The six-person panel included infectious disease specialist Archana Maniar, pediatrician and state Sen. Richard Pan and Sacramento Mayor Darrell Steinberg. Maniar emphasized that while the novel coronavirus is concerning, communities need to see the bigger picture.
“In a way, we’re all potentially susceptible,” Maniar said. “Eighty percent of the people who have contracted it have had mild disease. Usually, the older populations have fared the worst in this outbreak, but for the average healthy host, most people have relatively mild fever.”
She reminded everyone to get flu shots since “the less symptoms you have, the less worries you have.”
“Active flu season means you need to think beyond the coronavirus. Soap and water work just fine,” Manier added. “You don’t need to buy $300 in hand sanitizer from Amazon.”
Pan agreed. “We don’t need to buy up all the sanitizers or all the wipes. Soap and water work really well,” Pan said. “A mask is not very effective [for prevention].”
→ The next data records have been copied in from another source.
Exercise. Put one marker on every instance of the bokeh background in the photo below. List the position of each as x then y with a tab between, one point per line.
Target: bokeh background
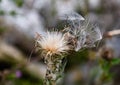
21	64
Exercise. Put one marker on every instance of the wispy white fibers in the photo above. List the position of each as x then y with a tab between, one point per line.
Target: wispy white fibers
53	43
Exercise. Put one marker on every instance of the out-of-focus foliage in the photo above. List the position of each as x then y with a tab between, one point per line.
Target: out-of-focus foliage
20	19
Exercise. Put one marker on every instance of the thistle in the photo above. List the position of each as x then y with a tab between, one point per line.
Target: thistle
53	47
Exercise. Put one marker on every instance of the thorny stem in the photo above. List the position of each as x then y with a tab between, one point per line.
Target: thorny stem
54	65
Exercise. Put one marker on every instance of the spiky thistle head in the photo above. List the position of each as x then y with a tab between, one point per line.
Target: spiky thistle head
53	43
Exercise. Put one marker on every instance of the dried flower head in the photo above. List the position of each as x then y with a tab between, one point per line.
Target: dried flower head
53	43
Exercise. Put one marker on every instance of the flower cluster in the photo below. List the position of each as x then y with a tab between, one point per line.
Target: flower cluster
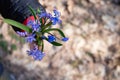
40	31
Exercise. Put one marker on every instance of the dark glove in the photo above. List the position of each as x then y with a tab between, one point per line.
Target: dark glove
18	9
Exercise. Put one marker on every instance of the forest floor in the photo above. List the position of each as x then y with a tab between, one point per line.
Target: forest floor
92	52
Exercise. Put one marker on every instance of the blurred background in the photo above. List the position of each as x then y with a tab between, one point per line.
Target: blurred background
92	52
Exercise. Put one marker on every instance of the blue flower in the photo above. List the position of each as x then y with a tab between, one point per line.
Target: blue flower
55	20
45	15
51	38
22	34
56	13
65	39
36	54
35	25
31	38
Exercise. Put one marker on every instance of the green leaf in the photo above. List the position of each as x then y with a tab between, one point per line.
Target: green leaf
54	29
33	12
18	25
56	44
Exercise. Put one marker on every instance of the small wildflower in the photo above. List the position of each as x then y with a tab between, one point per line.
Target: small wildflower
35	25
36	54
65	39
51	38
56	13
31	38
22	34
55	20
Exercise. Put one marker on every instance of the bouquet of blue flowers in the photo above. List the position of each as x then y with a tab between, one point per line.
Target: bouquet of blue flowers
39	29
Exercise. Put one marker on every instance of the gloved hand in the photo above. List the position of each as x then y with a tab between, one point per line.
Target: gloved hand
18	9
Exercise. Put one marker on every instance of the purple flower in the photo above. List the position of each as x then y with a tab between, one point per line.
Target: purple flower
22	34
45	15
51	38
55	20
36	54
56	13
65	39
35	25
31	38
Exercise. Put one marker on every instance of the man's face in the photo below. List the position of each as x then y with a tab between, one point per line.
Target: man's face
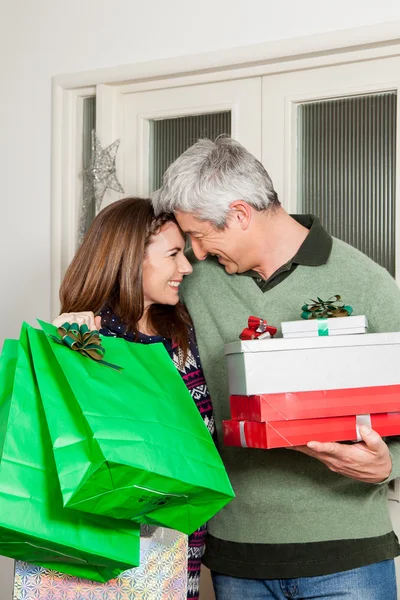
207	239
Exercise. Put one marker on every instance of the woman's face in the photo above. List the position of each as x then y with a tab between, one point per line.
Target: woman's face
164	266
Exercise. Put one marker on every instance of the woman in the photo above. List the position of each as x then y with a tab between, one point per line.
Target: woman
127	272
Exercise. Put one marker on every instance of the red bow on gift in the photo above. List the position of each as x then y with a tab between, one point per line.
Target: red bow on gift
257	329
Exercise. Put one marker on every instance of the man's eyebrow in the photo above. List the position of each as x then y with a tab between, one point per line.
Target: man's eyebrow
175	248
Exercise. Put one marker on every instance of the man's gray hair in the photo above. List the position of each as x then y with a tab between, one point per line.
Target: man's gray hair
206	178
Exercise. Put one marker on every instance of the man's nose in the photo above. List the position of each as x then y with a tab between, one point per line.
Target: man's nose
199	253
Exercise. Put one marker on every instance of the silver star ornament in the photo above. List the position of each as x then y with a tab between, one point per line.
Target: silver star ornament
102	170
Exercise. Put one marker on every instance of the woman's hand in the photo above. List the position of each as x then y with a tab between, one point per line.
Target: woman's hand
81	318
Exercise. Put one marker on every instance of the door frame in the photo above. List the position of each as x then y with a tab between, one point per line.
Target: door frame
68	92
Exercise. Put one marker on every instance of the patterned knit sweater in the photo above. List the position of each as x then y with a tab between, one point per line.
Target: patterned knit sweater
191	372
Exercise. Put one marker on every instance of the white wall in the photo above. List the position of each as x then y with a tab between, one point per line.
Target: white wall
42	38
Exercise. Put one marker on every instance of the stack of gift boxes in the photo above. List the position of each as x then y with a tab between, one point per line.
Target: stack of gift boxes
320	382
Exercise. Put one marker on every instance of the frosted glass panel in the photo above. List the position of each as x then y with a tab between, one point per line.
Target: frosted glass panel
170	137
346	170
88	208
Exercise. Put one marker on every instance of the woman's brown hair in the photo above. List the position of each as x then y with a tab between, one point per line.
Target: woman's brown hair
107	270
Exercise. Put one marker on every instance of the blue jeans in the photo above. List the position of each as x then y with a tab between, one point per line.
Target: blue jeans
373	582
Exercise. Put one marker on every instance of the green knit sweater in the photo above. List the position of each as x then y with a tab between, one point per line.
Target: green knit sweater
304	519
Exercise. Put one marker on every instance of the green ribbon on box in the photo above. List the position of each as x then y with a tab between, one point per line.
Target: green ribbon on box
326	309
323	328
80	339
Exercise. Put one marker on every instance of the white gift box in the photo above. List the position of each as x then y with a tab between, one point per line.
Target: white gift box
317	363
321	327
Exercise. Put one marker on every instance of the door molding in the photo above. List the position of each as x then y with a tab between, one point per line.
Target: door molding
69	90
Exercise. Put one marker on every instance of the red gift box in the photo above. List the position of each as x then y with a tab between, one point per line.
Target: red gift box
310	405
280	434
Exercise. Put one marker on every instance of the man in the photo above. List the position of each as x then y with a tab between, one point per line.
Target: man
309	523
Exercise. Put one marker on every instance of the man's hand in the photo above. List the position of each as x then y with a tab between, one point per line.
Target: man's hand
367	461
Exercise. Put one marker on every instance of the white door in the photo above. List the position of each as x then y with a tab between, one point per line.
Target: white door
135	112
354	153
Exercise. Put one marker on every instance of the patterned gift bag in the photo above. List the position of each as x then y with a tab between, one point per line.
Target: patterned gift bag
161	576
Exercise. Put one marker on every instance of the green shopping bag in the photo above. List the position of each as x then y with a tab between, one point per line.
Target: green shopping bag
34	526
129	444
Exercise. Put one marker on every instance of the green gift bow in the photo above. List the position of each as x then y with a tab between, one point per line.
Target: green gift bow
81	339
326	309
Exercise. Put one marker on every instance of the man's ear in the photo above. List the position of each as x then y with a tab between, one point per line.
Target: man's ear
241	213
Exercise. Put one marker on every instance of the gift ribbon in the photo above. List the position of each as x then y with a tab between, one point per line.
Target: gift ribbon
362	420
323	328
81	339
257	329
242	434
320	309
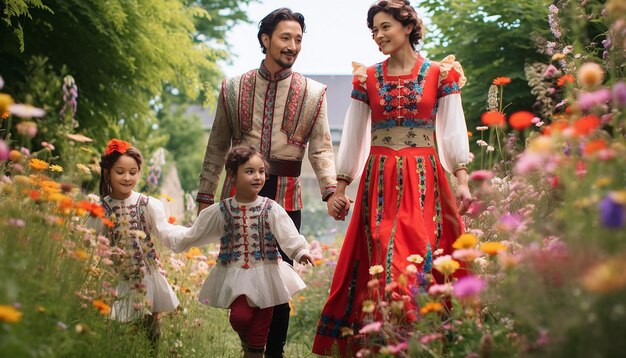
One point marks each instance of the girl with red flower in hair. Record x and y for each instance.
(142, 292)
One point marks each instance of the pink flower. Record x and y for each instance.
(468, 287)
(480, 175)
(4, 150)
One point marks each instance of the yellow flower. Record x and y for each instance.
(416, 259)
(9, 314)
(376, 269)
(368, 306)
(38, 164)
(15, 155)
(81, 254)
(56, 168)
(431, 307)
(5, 102)
(618, 196)
(446, 265)
(492, 248)
(465, 241)
(590, 75)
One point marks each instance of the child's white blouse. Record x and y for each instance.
(146, 214)
(248, 262)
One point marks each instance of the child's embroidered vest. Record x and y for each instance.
(247, 240)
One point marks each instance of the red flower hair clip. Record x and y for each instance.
(117, 145)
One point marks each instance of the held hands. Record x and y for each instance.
(463, 198)
(338, 206)
(306, 259)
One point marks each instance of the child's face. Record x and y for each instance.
(250, 177)
(123, 177)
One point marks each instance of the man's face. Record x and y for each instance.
(284, 45)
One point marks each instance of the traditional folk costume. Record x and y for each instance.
(250, 276)
(248, 263)
(404, 204)
(142, 288)
(279, 114)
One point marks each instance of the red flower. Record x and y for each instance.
(501, 81)
(493, 118)
(586, 125)
(521, 120)
(594, 146)
(117, 145)
(564, 80)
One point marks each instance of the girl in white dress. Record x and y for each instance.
(250, 277)
(142, 291)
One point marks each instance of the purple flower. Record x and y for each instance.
(619, 93)
(510, 222)
(611, 213)
(468, 287)
(4, 150)
(588, 100)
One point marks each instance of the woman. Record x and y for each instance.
(404, 204)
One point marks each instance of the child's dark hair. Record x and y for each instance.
(106, 163)
(239, 155)
(269, 23)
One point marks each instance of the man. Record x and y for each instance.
(279, 112)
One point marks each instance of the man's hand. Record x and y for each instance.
(306, 259)
(338, 206)
(463, 198)
(202, 206)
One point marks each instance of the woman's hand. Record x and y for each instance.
(463, 198)
(306, 259)
(338, 206)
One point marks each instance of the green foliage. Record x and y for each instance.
(13, 10)
(490, 38)
(120, 53)
(185, 141)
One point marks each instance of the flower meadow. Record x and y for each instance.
(539, 272)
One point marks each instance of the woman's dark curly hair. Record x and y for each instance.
(402, 11)
(107, 161)
(269, 23)
(237, 156)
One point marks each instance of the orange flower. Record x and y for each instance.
(586, 125)
(501, 81)
(117, 145)
(521, 120)
(594, 146)
(564, 80)
(492, 247)
(557, 126)
(493, 118)
(108, 222)
(95, 210)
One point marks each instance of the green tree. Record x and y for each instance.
(490, 38)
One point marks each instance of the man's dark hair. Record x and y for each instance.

The spread of COVID-19 has caused nationwide shortages of respirator face masks for medical professionals. The California Department of Public Health announced last week that it had received federal approval to tap its emergency reserves of 21 million N95 filtering masks. Pan said the masks only really make sense for health professionals and patients “who have actually been exposed” and are wearing them “to protect other people.”
As of March 10, California had 157 confirmed cases, not counting passengers from the Grand Princess cruise ship currently docked in Oakland. On Tuesday, Sacramento County announced the death of an assisted living facility resident in their 90s. Placer County has also recorded a COVID-19 death, and health officials say the virus is also in Yolo County.
Local hospitals “are quite well-prepared” and have a “quite decent” surge capacity, said Peter Beilenson, the director of the Sacramento County Department of Health Services.
Steinberg directly addressed cultural bias, saying “there is no reason or excuse to point the finger at any people,” and that he planned to order Chinese food after the forum.
“We must prevent the spread of this virus and at the same time spread good and accurate information,” the mayor added. “Let’s take it seriously, let’s do the common sense things to prevent the virus and stand up as we always do in Sacramento.”